This article is the eleventh in a series looking at the changes introduced in the UEFI 2.4 specification. This time we take a look at the time stamp protocol (EFI_TIMESTAMP_PROTOCOL) in chapter 34.
Timestamp counters are common on various CPU architectures. So common, in fact, that many features have come to rely on them, such as ACPI's Firmware Performance Data Table (FPDT, chapter 5.2.23). On the x86 processors, the RDTSC instruction returns the current value. But, in various incarnations, this value has to be manipulated based on the number of cores, power-state, etc. So how to get a reliable number? Or, for that matter, how does this map on to ARM's generic timer?
I recently ran into this while trying to build the UEFI shell. There were recent changes to add the DP command, which displays the FPDT contents, to the UEFI shell. But this command had a dependency on the TimerLib, which was fixed at build time for a specific hardware implementation. That means that if the shell was run on another system, with a slightly different timer implementation, the DP command would not work or, worse, return the wrong value.
Whenever there is a hardware dependency like this, UEFI likes to abstract the hardware capability behind a protocol. In this case the EFI_TIMESTAMP_PROTOCOL was modeled after the TimerLib. It has two functions: GetTimeStamp() and GetProperties().
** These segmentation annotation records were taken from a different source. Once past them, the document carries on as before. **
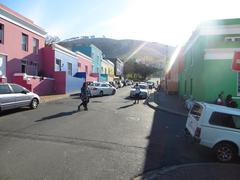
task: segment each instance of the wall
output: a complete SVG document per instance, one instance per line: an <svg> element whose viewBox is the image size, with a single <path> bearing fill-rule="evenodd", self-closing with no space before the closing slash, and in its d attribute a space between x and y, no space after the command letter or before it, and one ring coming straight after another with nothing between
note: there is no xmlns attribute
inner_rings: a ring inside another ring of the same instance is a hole
<svg viewBox="0 0 240 180"><path fill-rule="evenodd" d="M0 19L0 23L4 24L4 44L0 44L0 52L7 55L6 74L8 82L12 82L14 73L21 73L21 60L23 59L29 61L28 74L33 74L31 62L38 63L39 69L41 69L41 52L33 54L32 39L39 40L39 49L41 49L44 47L44 38L4 19ZM21 49L22 33L28 35L28 51Z"/></svg>
<svg viewBox="0 0 240 180"><path fill-rule="evenodd" d="M81 87L85 79L66 76L66 93L80 93Z"/></svg>
<svg viewBox="0 0 240 180"><path fill-rule="evenodd" d="M66 71L68 72L68 66L67 63L71 63L72 64L72 76L74 74L76 74L78 72L78 59L77 57L74 57L72 55L67 55L65 53L62 53L61 51L58 51L57 49L55 49L55 59L54 59L54 71L57 71L57 66L56 66L56 59L60 59L61 63L62 63L62 69L61 71ZM67 74L68 75L68 74Z"/></svg>
<svg viewBox="0 0 240 180"><path fill-rule="evenodd" d="M54 68L55 68L55 56L54 50L52 47L45 47L42 49L42 75L46 77L54 76Z"/></svg>
<svg viewBox="0 0 240 180"><path fill-rule="evenodd" d="M14 74L13 82L27 88L29 91L39 96L54 93L54 79L52 78L40 78L38 76L16 73Z"/></svg>

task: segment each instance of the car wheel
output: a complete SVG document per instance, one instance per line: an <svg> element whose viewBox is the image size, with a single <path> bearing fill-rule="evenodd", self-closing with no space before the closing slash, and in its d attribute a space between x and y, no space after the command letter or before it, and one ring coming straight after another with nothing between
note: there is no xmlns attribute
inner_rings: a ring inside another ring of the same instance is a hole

GetTimeStamp() simply returns the current time stamp value. There are a few restrictions though: the frequency of the time stamp must remain constant, regardless of power management state and the time stamp value may roll over. This latter is very important, especially for time stamp counters with fewer bits, since they can roll over in a few seconds.
GetProperties() returns the frequency (in Hz) of the time stamp counter, and the maximum value. This allows the caller to convert differences between time stamp counter values into actual time. It also allows for it to check for overflows. This is importance, since some implementations use the ACPI timer instead of an integrated CPU time stamp counter, and some implementations of the ACPI timer are only 24- or 32-bits in size.
With this new protocol, UEFI 2.4 allows utilities to track performance of a system in a way which spans the wide variety of system and CPU architectures supported.